Mit jedem weiteren Termin zeigte sich deutlicher: Viele Kundinnen wollten unabhängig werden und lernen, ihre Haare selbst zu versorgen, anstatt dauerhaft von Terminen abhängig zu bleiben. Aus genau dieser Beobachtung entwickelte sich der nächste Schritt – eine eigene Produktlinie, die zu Hause funktioniert und nicht nur für Profis gedacht ist.
Aus einer simplen Lücke im Markt wurde ein ganzes Ökosystem rund um strukturierte Haare – von der Dienstleistung bis zum eigenen Produkt.
In HairCare: Produktstart mitten in den Ausgangsbeschränkungen
2020, als die ersten grossen pandemiebedingten Ausgangsbeschränkungen in Europa den Alltag ausbremsten, gingen Rebecca und Didier den nächsten grossen Schritt. Während Friseursalons geschlossen waren und viele Menschen mehr Zeit im Bad verbrachten, brachten sie In HairCare an den Start – mit einem klar formulierten Anspruch: natürliche, hochwirksame Produkte gegen Haarbruch und für kräftigen Nachwuchs.
Was zunächst nach einem riskanten Timing wirkte, stellte sich im Nachhinein als Vorteil heraus. Viele Menschen investierten mehr Energie in ihre Selbstfürsorge, testeten neue Routinen und informierten sich verstärkt im Netz. Genau dort war In HairCare präsent – und baute nach und nach eine loyale Anhängerschaft auf.

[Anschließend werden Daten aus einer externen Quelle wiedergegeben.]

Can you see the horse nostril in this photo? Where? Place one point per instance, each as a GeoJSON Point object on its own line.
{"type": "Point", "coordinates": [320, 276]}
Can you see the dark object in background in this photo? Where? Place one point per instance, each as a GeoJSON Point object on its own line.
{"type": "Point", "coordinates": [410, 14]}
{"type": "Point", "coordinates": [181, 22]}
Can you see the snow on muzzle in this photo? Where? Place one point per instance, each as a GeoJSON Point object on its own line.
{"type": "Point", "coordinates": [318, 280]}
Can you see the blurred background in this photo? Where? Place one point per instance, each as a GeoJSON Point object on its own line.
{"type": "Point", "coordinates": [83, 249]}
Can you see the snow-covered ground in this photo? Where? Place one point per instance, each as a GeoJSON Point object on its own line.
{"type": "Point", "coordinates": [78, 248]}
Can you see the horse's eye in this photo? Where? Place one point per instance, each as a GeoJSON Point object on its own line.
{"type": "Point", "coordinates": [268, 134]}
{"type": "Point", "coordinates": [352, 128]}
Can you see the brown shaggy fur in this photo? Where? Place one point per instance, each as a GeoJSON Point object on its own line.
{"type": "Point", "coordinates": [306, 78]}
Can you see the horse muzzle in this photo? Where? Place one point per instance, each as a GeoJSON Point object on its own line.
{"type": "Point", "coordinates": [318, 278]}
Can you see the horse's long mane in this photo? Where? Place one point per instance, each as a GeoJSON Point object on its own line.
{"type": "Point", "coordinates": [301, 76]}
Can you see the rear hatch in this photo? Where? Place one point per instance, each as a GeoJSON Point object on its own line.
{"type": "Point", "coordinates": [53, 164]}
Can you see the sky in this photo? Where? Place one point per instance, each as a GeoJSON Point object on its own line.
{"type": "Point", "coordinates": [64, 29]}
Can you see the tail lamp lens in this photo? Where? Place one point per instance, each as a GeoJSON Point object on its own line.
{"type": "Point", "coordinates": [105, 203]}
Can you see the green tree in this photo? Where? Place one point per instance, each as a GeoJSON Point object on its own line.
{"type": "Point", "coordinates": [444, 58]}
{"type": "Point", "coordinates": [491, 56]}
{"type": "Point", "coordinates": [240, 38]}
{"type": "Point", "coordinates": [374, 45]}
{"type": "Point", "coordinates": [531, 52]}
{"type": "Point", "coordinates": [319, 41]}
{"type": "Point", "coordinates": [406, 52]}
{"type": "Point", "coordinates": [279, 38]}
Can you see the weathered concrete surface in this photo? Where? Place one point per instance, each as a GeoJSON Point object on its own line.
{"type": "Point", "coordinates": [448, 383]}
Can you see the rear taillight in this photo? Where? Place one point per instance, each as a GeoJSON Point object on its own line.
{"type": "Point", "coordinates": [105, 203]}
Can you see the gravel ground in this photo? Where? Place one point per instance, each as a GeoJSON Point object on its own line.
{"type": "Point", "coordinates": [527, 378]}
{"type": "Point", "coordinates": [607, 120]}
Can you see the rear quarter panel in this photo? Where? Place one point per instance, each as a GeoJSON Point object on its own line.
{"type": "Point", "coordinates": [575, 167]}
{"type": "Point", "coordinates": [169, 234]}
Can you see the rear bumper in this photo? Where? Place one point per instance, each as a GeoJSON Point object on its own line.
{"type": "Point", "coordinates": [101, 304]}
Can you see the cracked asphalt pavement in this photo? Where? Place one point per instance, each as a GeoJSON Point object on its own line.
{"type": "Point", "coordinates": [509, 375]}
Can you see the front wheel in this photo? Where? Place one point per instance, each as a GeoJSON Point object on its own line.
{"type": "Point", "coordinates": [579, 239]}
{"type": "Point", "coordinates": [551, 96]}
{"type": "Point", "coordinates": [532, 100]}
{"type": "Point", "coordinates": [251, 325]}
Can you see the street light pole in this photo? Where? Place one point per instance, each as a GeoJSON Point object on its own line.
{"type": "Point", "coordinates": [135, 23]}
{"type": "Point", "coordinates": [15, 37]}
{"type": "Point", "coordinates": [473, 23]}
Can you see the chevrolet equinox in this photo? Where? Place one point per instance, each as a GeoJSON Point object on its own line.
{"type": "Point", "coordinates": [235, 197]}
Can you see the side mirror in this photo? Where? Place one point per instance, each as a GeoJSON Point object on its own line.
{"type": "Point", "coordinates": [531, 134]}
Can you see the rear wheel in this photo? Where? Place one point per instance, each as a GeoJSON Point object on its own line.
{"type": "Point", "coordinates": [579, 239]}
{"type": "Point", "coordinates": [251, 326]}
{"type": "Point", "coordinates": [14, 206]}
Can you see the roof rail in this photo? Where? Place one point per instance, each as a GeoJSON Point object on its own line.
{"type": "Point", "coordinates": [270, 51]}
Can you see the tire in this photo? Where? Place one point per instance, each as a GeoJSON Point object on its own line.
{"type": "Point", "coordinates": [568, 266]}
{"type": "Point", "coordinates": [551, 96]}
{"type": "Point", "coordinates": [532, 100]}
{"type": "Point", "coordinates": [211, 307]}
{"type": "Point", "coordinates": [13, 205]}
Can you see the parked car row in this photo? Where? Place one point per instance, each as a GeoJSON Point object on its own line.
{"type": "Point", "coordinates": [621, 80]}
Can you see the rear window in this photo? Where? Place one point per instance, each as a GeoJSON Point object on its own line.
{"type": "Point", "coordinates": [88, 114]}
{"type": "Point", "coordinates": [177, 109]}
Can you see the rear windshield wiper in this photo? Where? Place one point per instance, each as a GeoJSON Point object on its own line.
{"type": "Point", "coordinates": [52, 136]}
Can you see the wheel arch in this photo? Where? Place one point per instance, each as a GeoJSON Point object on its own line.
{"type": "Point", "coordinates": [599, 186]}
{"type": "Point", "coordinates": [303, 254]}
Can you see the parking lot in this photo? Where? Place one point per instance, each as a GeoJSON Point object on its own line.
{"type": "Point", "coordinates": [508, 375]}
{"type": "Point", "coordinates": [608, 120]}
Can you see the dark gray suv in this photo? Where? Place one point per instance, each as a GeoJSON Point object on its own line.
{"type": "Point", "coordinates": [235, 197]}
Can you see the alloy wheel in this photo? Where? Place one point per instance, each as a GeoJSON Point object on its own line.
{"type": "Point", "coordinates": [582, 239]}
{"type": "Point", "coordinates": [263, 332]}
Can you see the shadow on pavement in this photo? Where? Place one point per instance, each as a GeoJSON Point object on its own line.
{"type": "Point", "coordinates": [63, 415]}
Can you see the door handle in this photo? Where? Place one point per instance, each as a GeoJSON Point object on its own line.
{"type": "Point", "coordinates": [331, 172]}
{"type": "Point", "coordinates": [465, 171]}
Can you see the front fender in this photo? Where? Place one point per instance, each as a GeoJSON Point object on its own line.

Labor, Langzeittests, „saubere“ Formeln: Wie die Produkte entstehen
Damit aus der Idee nicht nur ein schönes Markenbild wurde, suchten die beiden Gründer die Zusammenarbeit mit einem spezialisierten Kosmetiklabor in Frankreich. Nach monatelanger Recherche und umfangreichen Testreihen entstanden dort die ersten Rezepturen.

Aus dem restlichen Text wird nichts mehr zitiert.